There’s nothing good here. There’s nothing salvageable here. Dump this total loser and find yourself an adult to date. Sheesh.

bittergaymark bittergaymark September 6, 2013, 11:44 am

LW1). You two truly do deserve each. His absurd demands, your lying to get a free trip…

LW2). A straight guy? Using poppers? And NOT to enhance gay sex? This letter baffles me completely.

LW3). Why? Because some men can, apparently, be just as dumb as some women can. True equality at long last!

CatsMeow CatsMeow September 6, 2013, 12:00 pm

Maybe LW2′s boyfriend is gay!!

avatar kate September 6, 2013, 12:18 pm

or maybe LW2 is a man and is in a same-sex relationship?? Geez.

CatsMeow CatsMeow September 6, 2013, 12:30 pm

……..which would make him gay.

avatar Addie Pray September 6, 2013, 12:31 pm

wanna know how i know you’re gay?

CatsMeow CatsMeow September 6, 2013, 12:39 pm

I like Asia? HEEEEEEEAT of the moment!

avatar Addie Pray September 6, 2013, 12:56 pm

ATTENTION ATTENTION ATTENTION – IT’S 11:56 am AND ADDIE PRAY HAS LEFT THE BUILDING (IN 2 MINUTES) – AND VACATION STARTS NOW (WELL, IN 2 MINUTES)!!!!!!!!!!! BYEEEEEEEE

avatar AKchic September 6, 2013, 1:42 pm

LW 1: Run far away and never talk to this guy again.

LW 2: WWS.

LW 3: Get some anger management STAT and never talk to this guy again. The two of you together are DRAMA and it’s not necessary in a relationship, let alone a good one. Why does he call you? Possibly because you were more nuts than you think and he’s got a form of Stockholm Syndrome? Maybe he’s apologetic about the cheating? Maybe he wants to know why the hell you went so overboard as to try to KILL him?
Any case – stop answering the phone and make sure he has all of his stuff (INTACT) back.
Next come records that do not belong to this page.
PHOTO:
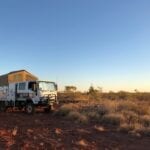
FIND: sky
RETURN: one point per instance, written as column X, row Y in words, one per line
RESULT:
column 104, row 43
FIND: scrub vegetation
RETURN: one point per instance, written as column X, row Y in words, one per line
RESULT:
column 127, row 112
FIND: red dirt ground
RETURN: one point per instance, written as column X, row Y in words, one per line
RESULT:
column 45, row 131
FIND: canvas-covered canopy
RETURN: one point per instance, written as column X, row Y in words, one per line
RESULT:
column 16, row 76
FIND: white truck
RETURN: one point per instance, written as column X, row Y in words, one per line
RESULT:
column 28, row 95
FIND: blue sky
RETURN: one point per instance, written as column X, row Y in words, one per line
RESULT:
column 78, row 42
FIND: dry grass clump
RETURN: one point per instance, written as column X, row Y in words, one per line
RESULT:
column 77, row 117
column 65, row 109
column 130, row 115
column 113, row 119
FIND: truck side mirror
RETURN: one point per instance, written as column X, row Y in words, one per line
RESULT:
column 56, row 87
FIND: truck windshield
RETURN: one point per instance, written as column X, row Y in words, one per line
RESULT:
column 47, row 86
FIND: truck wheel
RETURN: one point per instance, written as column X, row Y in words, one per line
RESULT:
column 2, row 107
column 48, row 109
column 29, row 108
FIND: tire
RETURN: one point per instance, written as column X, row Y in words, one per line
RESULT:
column 48, row 109
column 2, row 107
column 29, row 108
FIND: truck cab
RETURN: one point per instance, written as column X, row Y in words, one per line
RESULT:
column 31, row 94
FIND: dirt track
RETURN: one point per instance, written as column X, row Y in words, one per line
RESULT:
column 45, row 131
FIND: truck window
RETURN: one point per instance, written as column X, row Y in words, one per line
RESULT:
column 22, row 86
column 32, row 86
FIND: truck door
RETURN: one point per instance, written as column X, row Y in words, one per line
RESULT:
column 16, row 94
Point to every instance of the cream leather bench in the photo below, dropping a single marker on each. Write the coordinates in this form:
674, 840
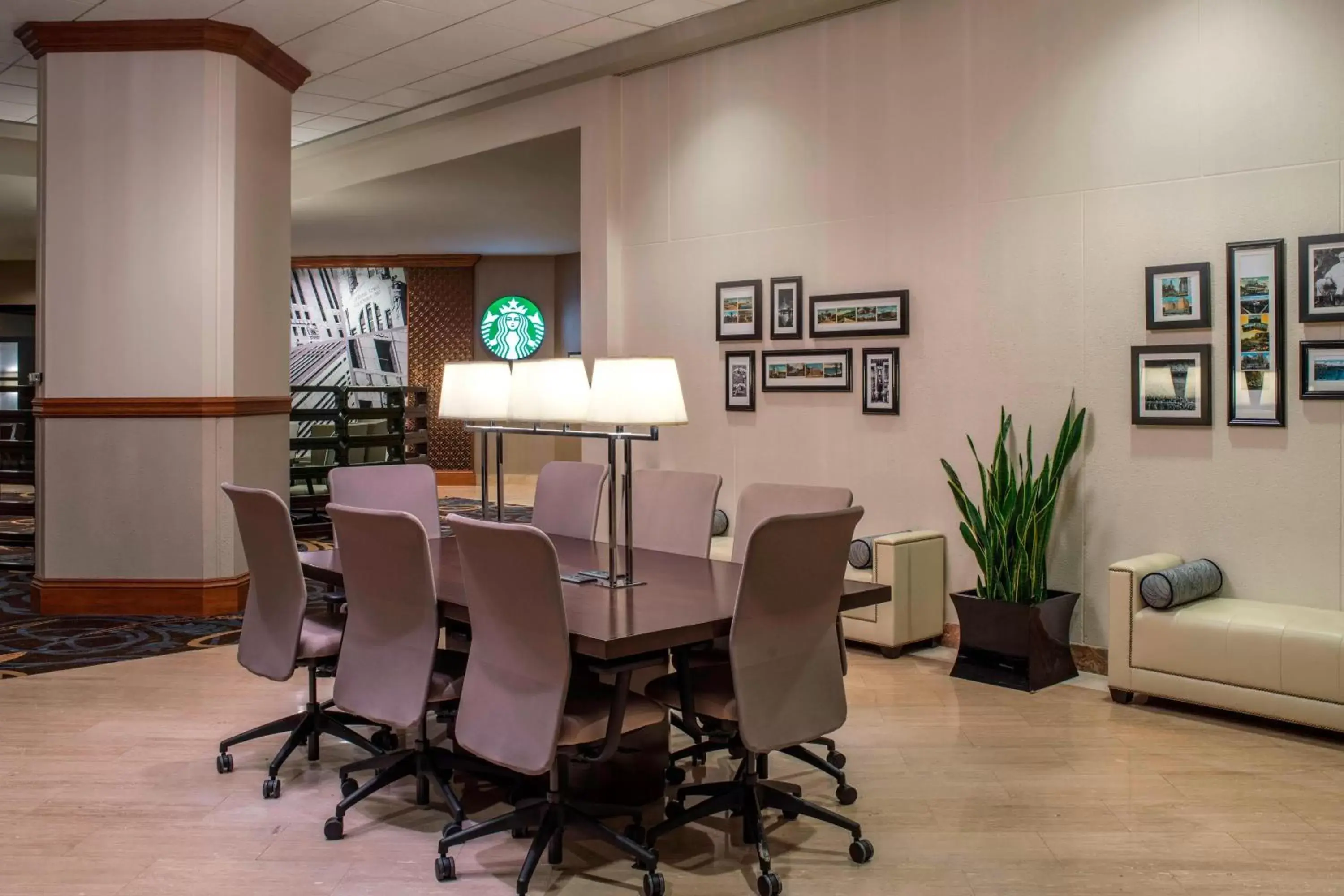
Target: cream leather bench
1271, 660
913, 564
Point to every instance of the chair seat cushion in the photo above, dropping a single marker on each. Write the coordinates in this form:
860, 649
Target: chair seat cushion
320, 636
586, 712
713, 688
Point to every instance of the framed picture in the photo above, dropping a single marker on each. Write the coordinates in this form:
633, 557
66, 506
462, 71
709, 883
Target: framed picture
1171, 385
1178, 296
1320, 280
862, 315
1256, 334
882, 381
740, 381
815, 370
785, 308
737, 307
1323, 370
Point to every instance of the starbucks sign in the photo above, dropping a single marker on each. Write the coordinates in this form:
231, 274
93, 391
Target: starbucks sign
513, 328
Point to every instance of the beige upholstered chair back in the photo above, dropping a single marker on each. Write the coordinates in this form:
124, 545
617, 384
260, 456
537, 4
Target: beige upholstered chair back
519, 668
787, 672
764, 500
276, 591
674, 511
392, 622
568, 499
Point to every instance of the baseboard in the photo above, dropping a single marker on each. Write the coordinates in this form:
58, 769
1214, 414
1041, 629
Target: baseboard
1086, 657
140, 597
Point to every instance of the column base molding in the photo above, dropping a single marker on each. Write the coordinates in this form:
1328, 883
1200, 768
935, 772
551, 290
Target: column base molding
140, 597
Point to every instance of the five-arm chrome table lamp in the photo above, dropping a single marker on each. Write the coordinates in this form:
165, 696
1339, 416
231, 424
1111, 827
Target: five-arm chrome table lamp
553, 398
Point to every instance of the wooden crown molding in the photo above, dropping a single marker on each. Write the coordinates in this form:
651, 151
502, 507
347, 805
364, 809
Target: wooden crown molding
385, 261
222, 406
41, 38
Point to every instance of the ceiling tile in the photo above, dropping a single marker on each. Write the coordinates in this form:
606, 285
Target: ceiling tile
660, 13
537, 17
545, 50
600, 31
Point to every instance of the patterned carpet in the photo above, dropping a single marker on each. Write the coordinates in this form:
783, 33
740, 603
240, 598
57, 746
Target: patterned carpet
31, 644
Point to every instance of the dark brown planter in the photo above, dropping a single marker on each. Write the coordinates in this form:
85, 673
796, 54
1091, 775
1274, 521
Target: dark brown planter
1015, 645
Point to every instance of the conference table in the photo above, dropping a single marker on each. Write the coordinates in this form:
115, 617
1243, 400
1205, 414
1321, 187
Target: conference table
683, 601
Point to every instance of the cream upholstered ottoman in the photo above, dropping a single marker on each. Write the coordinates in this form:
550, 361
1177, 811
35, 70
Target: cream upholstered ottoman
1271, 660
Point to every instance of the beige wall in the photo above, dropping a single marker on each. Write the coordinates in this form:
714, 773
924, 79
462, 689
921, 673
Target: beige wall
1015, 164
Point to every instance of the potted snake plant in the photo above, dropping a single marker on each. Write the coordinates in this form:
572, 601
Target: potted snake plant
1014, 628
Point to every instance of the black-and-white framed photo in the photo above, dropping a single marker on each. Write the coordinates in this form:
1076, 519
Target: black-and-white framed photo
1322, 370
1320, 279
740, 381
785, 308
816, 370
1171, 385
1256, 393
882, 381
861, 315
1178, 296
737, 307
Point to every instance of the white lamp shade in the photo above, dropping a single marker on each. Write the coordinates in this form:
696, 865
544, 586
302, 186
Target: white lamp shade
556, 390
475, 392
636, 392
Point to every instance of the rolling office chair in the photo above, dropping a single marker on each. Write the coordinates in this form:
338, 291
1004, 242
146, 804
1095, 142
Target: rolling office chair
388, 659
522, 710
279, 636
783, 685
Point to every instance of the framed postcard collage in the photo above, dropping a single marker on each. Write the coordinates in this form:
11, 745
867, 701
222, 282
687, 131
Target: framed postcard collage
740, 308
1174, 385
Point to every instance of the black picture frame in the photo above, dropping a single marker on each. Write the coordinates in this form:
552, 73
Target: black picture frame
839, 330
728, 381
740, 332
842, 385
1307, 280
869, 406
1205, 316
1269, 362
776, 285
1139, 416
1304, 366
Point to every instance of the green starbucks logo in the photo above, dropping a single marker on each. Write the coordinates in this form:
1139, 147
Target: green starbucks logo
513, 328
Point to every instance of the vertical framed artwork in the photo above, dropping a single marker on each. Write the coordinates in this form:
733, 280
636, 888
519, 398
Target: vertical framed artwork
1256, 392
1320, 279
785, 308
1171, 385
740, 381
882, 381
1178, 297
737, 308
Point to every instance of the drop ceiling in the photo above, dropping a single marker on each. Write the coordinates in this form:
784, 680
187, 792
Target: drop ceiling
370, 58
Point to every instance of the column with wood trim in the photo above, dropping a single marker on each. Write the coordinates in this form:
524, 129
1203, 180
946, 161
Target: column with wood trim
163, 314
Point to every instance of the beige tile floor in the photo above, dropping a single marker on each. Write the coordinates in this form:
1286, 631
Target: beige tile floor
108, 786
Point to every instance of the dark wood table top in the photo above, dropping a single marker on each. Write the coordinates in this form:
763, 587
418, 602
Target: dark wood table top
685, 599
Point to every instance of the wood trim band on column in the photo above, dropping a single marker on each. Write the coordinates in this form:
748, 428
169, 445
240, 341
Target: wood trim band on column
41, 38
221, 406
140, 597
385, 261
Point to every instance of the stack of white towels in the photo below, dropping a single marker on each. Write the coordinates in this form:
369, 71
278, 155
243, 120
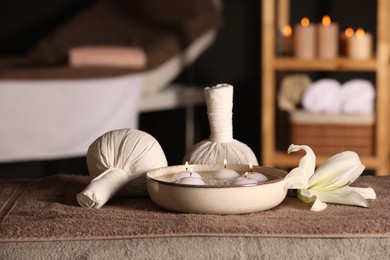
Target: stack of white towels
330, 96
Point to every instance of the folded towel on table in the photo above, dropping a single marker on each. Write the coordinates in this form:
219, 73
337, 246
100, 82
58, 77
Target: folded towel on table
323, 95
358, 96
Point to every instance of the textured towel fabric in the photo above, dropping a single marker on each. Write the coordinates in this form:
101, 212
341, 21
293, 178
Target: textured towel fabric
323, 96
221, 145
107, 56
358, 96
118, 160
47, 210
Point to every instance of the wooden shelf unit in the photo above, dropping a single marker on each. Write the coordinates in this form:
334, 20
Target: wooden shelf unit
271, 63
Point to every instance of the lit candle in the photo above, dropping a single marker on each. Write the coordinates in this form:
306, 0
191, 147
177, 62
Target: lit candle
225, 173
186, 173
305, 40
244, 181
345, 36
191, 181
360, 45
255, 175
328, 45
284, 41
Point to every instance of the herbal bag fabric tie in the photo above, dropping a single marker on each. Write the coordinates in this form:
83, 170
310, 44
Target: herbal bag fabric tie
220, 145
118, 161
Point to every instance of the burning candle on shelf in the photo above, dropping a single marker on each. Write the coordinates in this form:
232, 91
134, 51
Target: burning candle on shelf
328, 44
305, 39
255, 175
345, 37
360, 45
284, 42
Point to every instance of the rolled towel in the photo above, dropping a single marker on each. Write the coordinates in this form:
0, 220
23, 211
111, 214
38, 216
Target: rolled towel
220, 145
291, 91
358, 96
118, 161
107, 56
323, 96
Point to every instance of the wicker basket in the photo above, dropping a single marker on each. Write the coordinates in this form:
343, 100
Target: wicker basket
328, 134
And go through a 3rd party rather than doing it yourself. And don’t touch, harm, or attempt (or succeed) to kill him again.

avatar Lucy September 6, 2013, 2:33 pm

Facepalm Friday!

avatar Sue Jones September 12, 2013, 2:53 pm

Facepalm Thursday!

avatar LR May 14, 2014, 1:03 pm

Anywhere where there is a lot of men and fewer women, is dangerous for involved or married women to travel alone to. You cheat on your man with local men, you end up missing with them. It happens.